- The Council of Ministers published a draft Act on the establishment of pensions from the Social Insurance Fund for certain persons who, by 6.6.2012, applied for retirement on the basis of the applicable persons born before 1.1.1949 (UD204).
- The fresh rules are to apply to women born from 1954 to 1959 and men born from 1949 to 1952 and 1954.
- Furthermore, the condition to be covered by the Act is to submit an application for a partial pension or pension pursuant to Articles 46, 50, 50a, 50e or 184 EmRentyFUSU, as well as Article 88 or 88a of the Law of 26.1.1982. – Teacher's Charter (i.e. diary of Laws of 2024 item 986) before 6.6.2012 and acquisition of the pension right referred to in Article 24 of the EmRentyFUSU after 31.12.2012.
Purpose and sense of the proposed legislation
The regulation is based on the request to destruct the negative effects of the mechanics provided for in Article 25(1b) of the EmRentyFUSU. This provision had the effect of reducing the basis for calculating the mark pension by not taking into account the valorisation of first capital and contributions between the granting of an earlier benefit and reaching the retirement age.
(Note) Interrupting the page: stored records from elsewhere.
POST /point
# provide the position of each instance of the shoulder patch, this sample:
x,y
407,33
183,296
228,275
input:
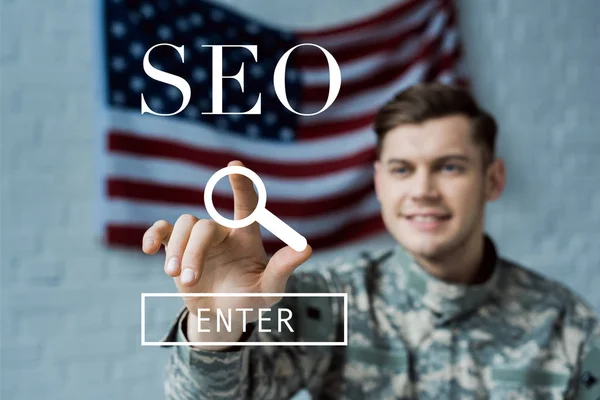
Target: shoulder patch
x,y
589,376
As a result, pensions were importantly lower than those which would have been eligible if the recipient had not previously benefited from a partial or earlier pension.
The Constitutional Court examined the compatibility of Article 25(1b) EmRentyFUSU in so far as it concerns persons who, before 1.1.2013, acquired the right to a pension under Article 32(1b) EmRentyFUSU. In judgement SK 140/20 stated that Article 25(1b) EmRentyFUSU, insofar as it concerns persons who have applied for the benefits referred to in that provision before 6.6.2012, is incompatible with Article 67(1) in conjunction with Article 2 of the Constitution of the Republic of Poland.
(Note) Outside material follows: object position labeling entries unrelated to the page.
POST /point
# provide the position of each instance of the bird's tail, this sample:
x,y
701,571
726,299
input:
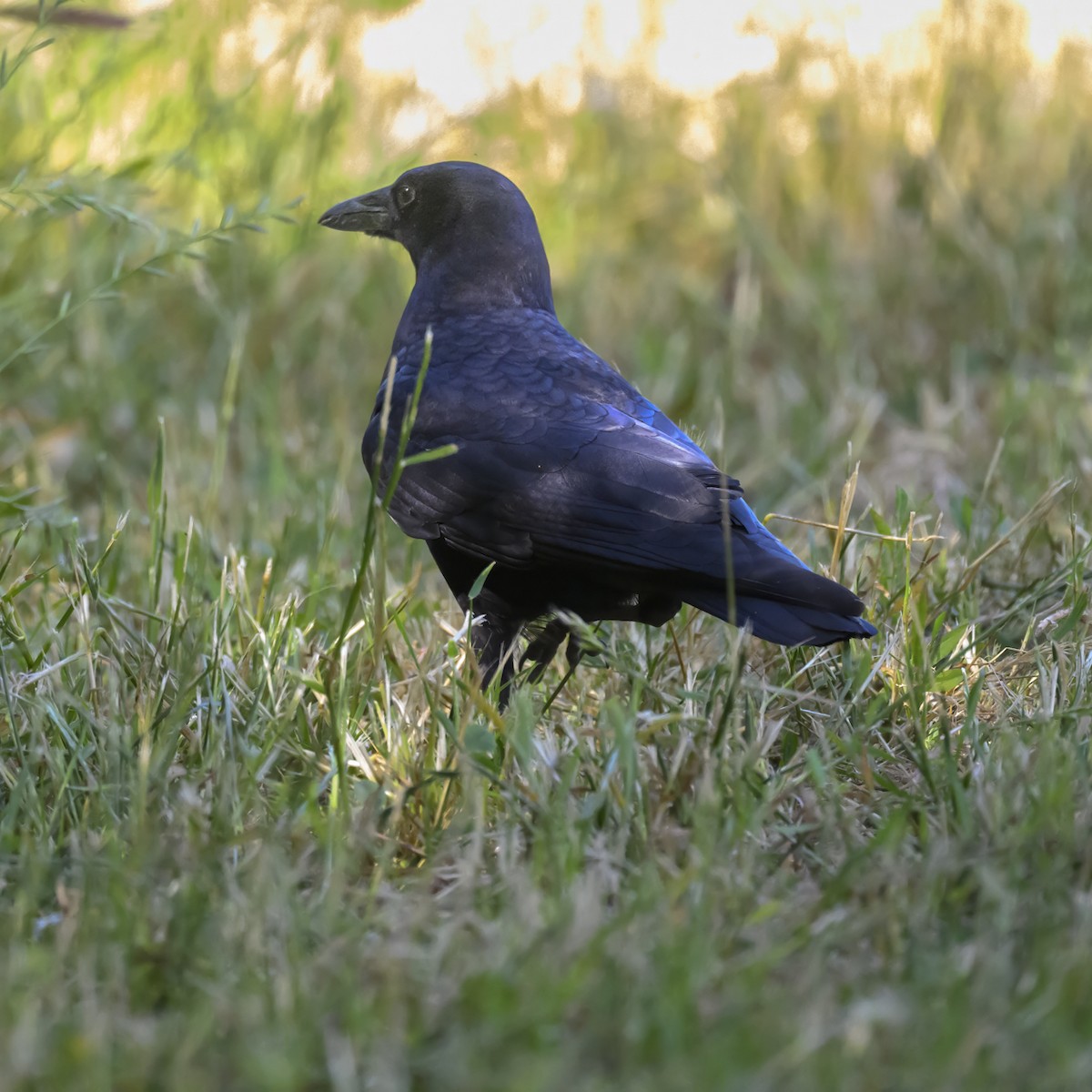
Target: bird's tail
x,y
802,609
The task assumes a departure from the application of this provision for a circumstantial group of persons, which in practice means that the pension may be converted without Article 25(1b) of the EmRentyFUSU. However, no alignment is foreseen. The project's authors besides pointed out that the Constitutional Court did not question the anticipation of applying the deduction mechanics provided for in Article 25(1b) of the EmRentyFUSU to another persons.
New rules for the conversion of benefits
The fresh rules for the conversion of benefits are laid down in Article 2 of the project. It provides, among another things, that the conversion of the pension amount will take place:
- of the Office – in the case of persons who have already applied for benefits before the entry into force of the proposed law,
- on request – in the case of persons who have not yet made specified a request (provided they do so by 31.12.2026).
The Social Insurance Institution will have 6 months to issue decisions on matters of an ex officio nature, while for applications submitted individually the general time limits resulting from the pension law (in Article 118(1) of the EmRentyFUSU) will be applied. The amount of pension after calculation may not be lower than the benefit already paid. The task allows, on the another hand, a simplification in the amount of the benefit due for the transitional period (from 1.6.2026 until the decision is taken) for pre-paid gross pensions.
The regulation besides applies to the determination of household pensions after the persons covered by the amendment. The rules for the conversion of benefits stay analogous.
Obligations of the Social safety Office and suspension of proceedings
ZUS will be required to print on its website and in the BIP information on the rules for the submission of applications and conditions for the conversion of pensions. It shall, of its own motion, suspend proceedings for the determination of the amount of the pension if administrative or judicial proceedings concerning the right to a pension are in parallel. In specified cases, it will be possible to convert the benefit after the final conclusion of the procedure. Importantly, the task excludes the anticipation of fresh proceedings another than those laid down in the Act itself.
The draft assumes that the bill will enter into force on 1.6.2026. Social safety lawyers have expressed opinions that the fresh rules are little favourable than the existing case law.